The New Zealand dollar shed nearly 1 percent on Tuesday after a report that the United States had stopped importing kiwi-fruit vine from New Zealand, giving investors a reason to sell into the currency's recent rally. Against the US currency, the Australian dollar slipped to $1.0087, from $1.0142 late in New York. It breached $1.0080 in early Asian trade but found a floor at $1.077, with solid support around $1.0000/10.
The New Zealand dollar lost 0.9 percent to fall to the day's low of NZ$0.7805, with charts suggesting it could extend its fall to $0.7700. The New Zealand dollar had leapt 3.7 percent last week to 31-month highs of $0.7975, its biggest weekly gain in 18 months.
Traders cited a recent strong run of New Zealand data, especially Thursday's jobs report, that hardened bets for New Zealand rates to rise to 3.25 percent in March, from 3 percent now.

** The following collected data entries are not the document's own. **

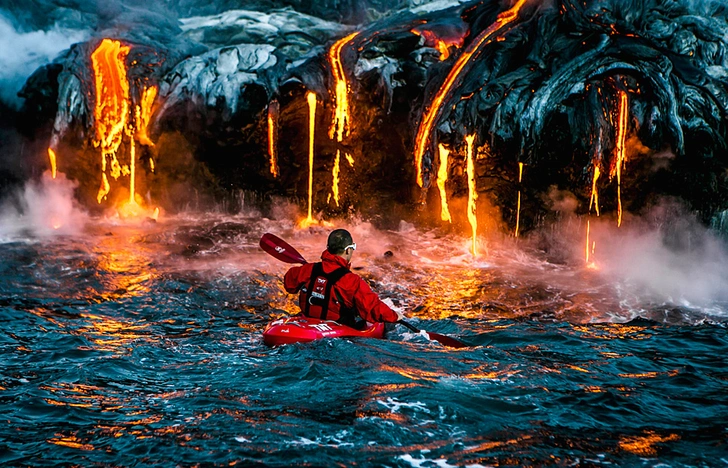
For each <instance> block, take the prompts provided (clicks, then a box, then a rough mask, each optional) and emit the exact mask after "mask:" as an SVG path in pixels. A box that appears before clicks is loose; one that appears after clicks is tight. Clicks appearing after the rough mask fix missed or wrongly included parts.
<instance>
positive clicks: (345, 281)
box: [283, 229, 405, 328]
mask: <svg viewBox="0 0 728 468" xmlns="http://www.w3.org/2000/svg"><path fill="white" fill-rule="evenodd" d="M355 250H356V243H355V242H354V240H353V239H352V237H351V234H349V231H347V230H345V229H336V230H334V231H332V232H331V234H329V240H328V242H327V245H326V250H324V251H323V253H322V254H321V260H322V261H321V262H318V263H306V264H304V265H301V266H295V267H293V268H291V269H290V270H288V272H286V275H285V277H284V278H283V285H284V287H285V288H286V291H288V292H289V293H291V294H294V293H299V297H298V303H299V306H300V307H301V311H302V312H303V314H304V315H305V316H307V317H314V318H320V319H322V320H335V321H337V322H339V323H341V324H344V325H348V326H350V327H354V328H363V327H365V326H366V322H372V323H373V322H397V321H399V320H402V319H403V318H405V317H404V314H403V313H402V312H399V311H394V310H392V309H391V308H390V307H389V306H387V304H385V303H384V302H382V301H381V300H380V299H379V296H377V294H376V293H374V291H372V289H371V288H370V287H369V285H368V284H367V283H366V282H365V281H364V280H363V279H361V278H360V277H359V276H358V275H357V274H355V273H352V272H351V271H350V270H349V268H350V267H351V257H352V256H353V255H354V251H355ZM359 317H361V319H364V320H361V319H360V318H359ZM365 321H366V322H365Z"/></svg>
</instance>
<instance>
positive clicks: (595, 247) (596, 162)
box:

Against the euro however, the Australian and New Zealand dollars held close to two-month highs as European debt woes gave investors a reason to cut stretched positions across currencies.
The euro fell as far as A$1.3687, a level last seen on September 13, and threatening a record low of A$1.3654 that was also last seen on September 13. In New Zealand dollars, the euro eased to a low of NZ$1.7587, near a two-month trough of NZ$1.7576 hit on Friday.